As Dana says, definitely Willa Cather.

Little House books

Conrad Richter's Awakening Land trilogy and The Light in the Forest

Last of the Mohicans (Much better than Mark Twain says)

Mark Twain's Life on the Mississippi

Hamlin Garland's short stories in Main-Travelled Roads

The Virginian, Owen Wister

Shane, Jack Schaefer

Riders of the Purple Sage Zane Grey

The Octopus, Frank Norris (depressing, but not as depressing as his McTeague, one of the most depressing novels of all time)
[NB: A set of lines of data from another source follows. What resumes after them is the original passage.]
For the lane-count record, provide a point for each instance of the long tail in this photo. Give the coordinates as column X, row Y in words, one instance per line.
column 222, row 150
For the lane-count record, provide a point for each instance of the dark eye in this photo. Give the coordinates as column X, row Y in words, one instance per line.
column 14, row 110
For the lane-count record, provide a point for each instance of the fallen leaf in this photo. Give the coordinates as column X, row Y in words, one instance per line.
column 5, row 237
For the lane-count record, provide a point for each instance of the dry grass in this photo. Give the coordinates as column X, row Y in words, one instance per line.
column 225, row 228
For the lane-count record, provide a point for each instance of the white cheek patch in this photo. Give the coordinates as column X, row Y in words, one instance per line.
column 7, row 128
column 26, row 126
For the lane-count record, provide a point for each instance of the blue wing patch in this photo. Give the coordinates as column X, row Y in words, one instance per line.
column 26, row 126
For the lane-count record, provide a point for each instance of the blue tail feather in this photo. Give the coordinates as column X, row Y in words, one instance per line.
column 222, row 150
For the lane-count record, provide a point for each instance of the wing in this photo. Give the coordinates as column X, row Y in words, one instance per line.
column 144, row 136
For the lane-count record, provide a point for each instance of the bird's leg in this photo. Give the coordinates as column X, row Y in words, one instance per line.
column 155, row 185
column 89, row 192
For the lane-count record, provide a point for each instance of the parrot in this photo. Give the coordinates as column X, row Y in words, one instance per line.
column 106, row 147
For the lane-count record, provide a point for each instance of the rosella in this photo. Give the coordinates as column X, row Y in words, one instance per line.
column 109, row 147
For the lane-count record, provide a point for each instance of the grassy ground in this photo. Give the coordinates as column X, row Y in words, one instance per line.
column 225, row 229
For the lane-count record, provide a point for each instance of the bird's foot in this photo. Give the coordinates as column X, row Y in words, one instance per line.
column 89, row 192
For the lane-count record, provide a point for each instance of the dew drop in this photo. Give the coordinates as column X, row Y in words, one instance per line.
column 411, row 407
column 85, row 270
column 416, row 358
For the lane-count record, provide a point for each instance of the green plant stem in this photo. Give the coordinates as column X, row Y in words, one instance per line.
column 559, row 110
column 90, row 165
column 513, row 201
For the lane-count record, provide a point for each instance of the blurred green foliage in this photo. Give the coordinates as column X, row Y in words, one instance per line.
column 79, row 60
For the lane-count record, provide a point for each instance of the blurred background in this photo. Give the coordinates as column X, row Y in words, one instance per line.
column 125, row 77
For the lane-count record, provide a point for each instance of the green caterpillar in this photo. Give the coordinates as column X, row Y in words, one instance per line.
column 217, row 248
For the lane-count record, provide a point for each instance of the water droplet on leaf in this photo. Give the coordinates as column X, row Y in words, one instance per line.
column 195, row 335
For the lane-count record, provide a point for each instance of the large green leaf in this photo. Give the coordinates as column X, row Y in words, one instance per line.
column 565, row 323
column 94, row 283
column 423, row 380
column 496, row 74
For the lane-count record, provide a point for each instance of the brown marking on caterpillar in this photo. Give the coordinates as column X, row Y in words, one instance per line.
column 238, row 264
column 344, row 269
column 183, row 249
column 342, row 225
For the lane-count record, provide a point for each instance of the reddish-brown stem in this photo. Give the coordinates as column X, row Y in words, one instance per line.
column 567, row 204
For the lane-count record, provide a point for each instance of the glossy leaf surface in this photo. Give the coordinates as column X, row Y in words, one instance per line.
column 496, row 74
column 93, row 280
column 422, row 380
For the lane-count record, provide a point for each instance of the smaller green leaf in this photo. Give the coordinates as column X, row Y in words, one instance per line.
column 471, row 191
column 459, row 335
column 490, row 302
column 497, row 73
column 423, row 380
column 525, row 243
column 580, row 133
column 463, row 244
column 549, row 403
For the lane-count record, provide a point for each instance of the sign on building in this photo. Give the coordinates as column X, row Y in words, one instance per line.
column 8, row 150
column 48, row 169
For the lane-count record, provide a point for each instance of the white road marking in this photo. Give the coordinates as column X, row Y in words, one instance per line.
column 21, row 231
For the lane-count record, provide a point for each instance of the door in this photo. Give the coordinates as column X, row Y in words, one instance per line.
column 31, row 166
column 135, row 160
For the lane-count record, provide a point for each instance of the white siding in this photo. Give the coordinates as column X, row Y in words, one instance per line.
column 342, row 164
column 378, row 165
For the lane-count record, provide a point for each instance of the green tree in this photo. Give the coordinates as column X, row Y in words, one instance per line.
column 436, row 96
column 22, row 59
Bret Harte's short stories

The Call of the Wild, White Fang Jack London

The seminal essay on the role of the frontier is Frederick Jackson Turner's "The Significance of the Frontier In American History," which is the first chapter of his book i The Frontier in American History, which is widely available online. Henry Nash Smith's Virgin Land: The American West as Symbol and Myth is very readable.


Hil R. - Oct 10, 2011 4:33:35 pm PDT #16582 of 28288
Sometimes I think I might just move up to Vermont, open a bookstore or a vegan restaurant. Adam Schlesinger, z''l

True Grit for the frontier books.


Steph L. - Oct 10, 2011 4:43:58 pm PDT #16583 of 28288
I look more rad than Lutheranism

How many books are there supposed to be?

I thought 7, but I keep hearing 9, which makes me wonder how he can keep it going without dragging things out.
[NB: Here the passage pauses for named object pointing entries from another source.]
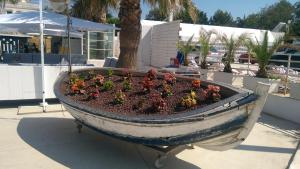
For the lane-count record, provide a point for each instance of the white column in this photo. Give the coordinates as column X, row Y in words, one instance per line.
column 42, row 54
column 88, row 45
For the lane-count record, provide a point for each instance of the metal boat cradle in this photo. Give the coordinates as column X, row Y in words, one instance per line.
column 220, row 126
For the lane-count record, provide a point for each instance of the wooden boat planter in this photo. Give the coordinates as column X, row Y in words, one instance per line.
column 219, row 126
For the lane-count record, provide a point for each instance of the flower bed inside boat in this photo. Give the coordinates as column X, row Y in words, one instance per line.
column 135, row 93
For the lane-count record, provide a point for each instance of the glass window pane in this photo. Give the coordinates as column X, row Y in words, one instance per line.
column 97, row 54
column 97, row 44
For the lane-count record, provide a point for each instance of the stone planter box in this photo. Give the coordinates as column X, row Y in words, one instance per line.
column 204, row 74
column 223, row 77
column 250, row 82
column 206, row 126
column 295, row 91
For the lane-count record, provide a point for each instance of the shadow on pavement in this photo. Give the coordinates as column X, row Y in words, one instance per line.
column 58, row 139
column 280, row 125
column 266, row 149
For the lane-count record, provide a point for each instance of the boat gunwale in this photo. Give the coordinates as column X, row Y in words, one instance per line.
column 242, row 97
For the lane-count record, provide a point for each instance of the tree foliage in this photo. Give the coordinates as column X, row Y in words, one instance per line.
column 263, row 52
column 3, row 4
column 269, row 17
column 205, row 38
column 222, row 18
column 186, row 48
column 156, row 15
column 231, row 45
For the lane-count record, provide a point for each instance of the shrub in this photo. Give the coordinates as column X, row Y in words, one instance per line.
column 152, row 74
column 91, row 75
column 213, row 93
column 108, row 85
column 93, row 94
column 127, row 85
column 127, row 75
column 167, row 90
column 196, row 83
column 120, row 97
column 189, row 100
column 170, row 78
column 78, row 87
column 159, row 104
column 147, row 84
column 98, row 80
column 139, row 104
column 110, row 72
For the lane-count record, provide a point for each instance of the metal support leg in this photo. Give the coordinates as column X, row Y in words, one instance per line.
column 165, row 152
column 78, row 126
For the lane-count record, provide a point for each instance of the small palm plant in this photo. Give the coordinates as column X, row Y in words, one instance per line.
column 3, row 4
column 231, row 45
column 262, row 53
column 204, row 41
column 186, row 48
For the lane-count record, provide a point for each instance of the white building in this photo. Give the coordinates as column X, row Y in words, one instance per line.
column 22, row 6
column 158, row 39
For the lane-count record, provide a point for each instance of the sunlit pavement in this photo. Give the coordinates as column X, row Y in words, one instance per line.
column 51, row 141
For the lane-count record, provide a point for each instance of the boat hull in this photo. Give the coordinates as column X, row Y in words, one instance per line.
column 220, row 128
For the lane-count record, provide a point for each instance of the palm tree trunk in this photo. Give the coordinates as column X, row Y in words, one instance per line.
column 227, row 68
column 262, row 72
column 2, row 7
column 130, row 15
column 101, row 17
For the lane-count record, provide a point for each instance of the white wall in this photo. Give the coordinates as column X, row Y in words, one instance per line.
column 164, row 40
column 24, row 82
column 158, row 43
column 283, row 107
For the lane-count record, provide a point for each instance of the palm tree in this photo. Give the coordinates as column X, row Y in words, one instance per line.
column 130, row 15
column 231, row 45
column 262, row 53
column 94, row 10
column 3, row 4
column 173, row 7
column 204, row 42
column 186, row 48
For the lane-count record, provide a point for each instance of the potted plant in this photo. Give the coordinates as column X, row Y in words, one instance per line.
column 159, row 109
column 205, row 38
column 231, row 45
column 186, row 48
column 262, row 52
column 295, row 90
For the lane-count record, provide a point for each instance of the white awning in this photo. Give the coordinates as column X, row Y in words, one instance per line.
column 29, row 22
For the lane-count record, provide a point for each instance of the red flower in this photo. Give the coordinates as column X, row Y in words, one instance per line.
column 170, row 78
column 196, row 83
column 152, row 74
column 147, row 84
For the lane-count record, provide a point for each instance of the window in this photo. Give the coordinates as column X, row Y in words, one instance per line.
column 101, row 45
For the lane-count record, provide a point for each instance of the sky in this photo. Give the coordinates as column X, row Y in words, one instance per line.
column 238, row 8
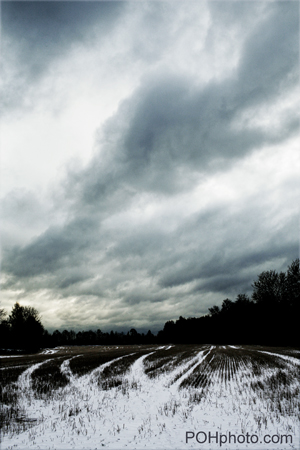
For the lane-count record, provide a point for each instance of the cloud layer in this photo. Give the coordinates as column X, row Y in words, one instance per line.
column 191, row 186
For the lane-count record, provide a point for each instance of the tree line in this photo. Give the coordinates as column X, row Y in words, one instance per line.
column 269, row 317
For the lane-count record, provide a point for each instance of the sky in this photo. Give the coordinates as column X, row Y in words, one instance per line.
column 149, row 156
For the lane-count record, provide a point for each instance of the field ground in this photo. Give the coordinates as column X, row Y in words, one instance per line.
column 151, row 397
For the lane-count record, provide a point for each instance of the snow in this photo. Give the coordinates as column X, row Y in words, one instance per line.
column 151, row 413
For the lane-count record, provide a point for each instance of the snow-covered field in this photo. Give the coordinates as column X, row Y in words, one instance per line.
column 170, row 397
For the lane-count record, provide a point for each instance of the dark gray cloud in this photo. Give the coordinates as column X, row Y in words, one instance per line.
column 128, row 239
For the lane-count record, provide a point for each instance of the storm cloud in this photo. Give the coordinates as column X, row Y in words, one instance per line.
column 190, row 188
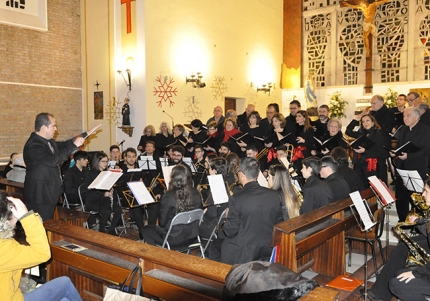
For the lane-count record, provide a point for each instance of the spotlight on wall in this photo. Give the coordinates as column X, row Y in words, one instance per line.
column 197, row 81
column 128, row 83
column 265, row 88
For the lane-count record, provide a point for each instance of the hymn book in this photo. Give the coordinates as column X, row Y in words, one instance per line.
column 106, row 179
column 385, row 195
column 218, row 190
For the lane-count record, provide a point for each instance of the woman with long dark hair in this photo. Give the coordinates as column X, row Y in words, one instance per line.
column 279, row 179
column 367, row 161
column 181, row 197
column 102, row 201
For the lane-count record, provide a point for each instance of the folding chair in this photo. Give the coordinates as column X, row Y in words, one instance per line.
column 191, row 219
column 214, row 233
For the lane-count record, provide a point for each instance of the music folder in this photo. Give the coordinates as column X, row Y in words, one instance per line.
column 362, row 141
column 408, row 147
column 106, row 179
column 385, row 195
column 140, row 193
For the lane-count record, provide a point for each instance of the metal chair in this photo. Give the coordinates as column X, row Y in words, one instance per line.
column 191, row 219
column 373, row 236
column 214, row 233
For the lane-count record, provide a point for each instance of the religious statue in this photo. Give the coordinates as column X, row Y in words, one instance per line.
column 311, row 98
column 126, row 112
column 369, row 11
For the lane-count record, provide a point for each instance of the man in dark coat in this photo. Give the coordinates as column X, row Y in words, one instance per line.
column 339, row 187
column 43, row 157
column 316, row 193
column 251, row 216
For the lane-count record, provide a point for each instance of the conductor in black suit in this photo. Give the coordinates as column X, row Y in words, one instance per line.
column 251, row 216
column 43, row 157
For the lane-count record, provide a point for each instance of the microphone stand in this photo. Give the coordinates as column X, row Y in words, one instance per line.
column 173, row 123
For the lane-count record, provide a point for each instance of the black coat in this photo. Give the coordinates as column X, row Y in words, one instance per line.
column 339, row 187
column 248, row 228
column 42, row 184
column 316, row 194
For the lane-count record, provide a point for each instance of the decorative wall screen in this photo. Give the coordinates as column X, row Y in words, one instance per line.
column 334, row 47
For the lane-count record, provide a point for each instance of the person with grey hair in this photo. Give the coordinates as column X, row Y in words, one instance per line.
column 339, row 187
column 419, row 134
column 252, row 213
column 17, row 174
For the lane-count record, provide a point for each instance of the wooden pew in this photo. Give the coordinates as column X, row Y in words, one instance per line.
column 317, row 239
column 167, row 274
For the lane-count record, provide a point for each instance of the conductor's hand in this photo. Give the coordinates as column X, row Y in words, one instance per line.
column 406, row 276
column 79, row 141
column 18, row 209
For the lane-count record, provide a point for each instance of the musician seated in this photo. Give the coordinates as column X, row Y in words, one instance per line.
column 396, row 262
column 316, row 193
column 181, row 197
column 279, row 179
column 101, row 201
column 414, row 283
column 339, row 187
column 252, row 214
column 148, row 135
column 75, row 176
column 340, row 155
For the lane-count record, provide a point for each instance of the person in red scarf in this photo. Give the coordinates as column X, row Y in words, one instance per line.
column 367, row 160
column 231, row 131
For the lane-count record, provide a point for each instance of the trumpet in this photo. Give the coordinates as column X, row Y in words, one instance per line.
column 417, row 255
column 261, row 154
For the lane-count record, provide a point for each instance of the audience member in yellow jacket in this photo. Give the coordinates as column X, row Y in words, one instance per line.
column 14, row 257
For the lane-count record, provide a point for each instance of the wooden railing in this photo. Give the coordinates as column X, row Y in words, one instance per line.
column 317, row 239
dcp - Oct 10, 2011 4:49:10 pm PDT #16584 of 28288
The more I learn, the more I realize how little I know.

Better than True Grit: Douglas C. Jones's Winding Stair and The Search for Temperance Moon.


megan walker - Oct 10, 2011 7:12:09 pm PDT #16585 of 28288
"What kind of magical sunshine and lollipop world do you live in? Because you need to be medicated."-SFist

Shane, come back, Shane!


megan walker - Oct 10, 2011 7:26:16 pm PDT #16586 of 28288
"What kind of magical sunshine and lollipop world do you live in? Because you need to be medicated."-SFist

In short, thanks for the many frontier suggestions! It's something that I came up with in Wyoming and really want to do (so I want a really tempting list).

No art theme ideas? Or are you all only wild about the Wild West?


Dana - Oct 10, 2011 7:32:07 pm PDT #16587 of 28288
I'm terrifically busy with my ennui.

I admit to only having seen the movie, but "The Girl With the Pearl Earring"?


Dana - Oct 10, 2011 7:35:09 pm PDT #16588 of 28288
I'm terrifically busy with my ennui.

Also, "The Agony and the Ecstasy" is apparently a book as well. I did not know this.

[link]


-t - Oct 10, 2011 7:35:18 pm PDT #16589 of 28288
I am a woman of various inclinations and only some of the time are they to burn everything down in frustration

I read it and liked it. Eta: Girl With a Pearl Earring, that is.

Blue Beard by Vonnegut springs to mind.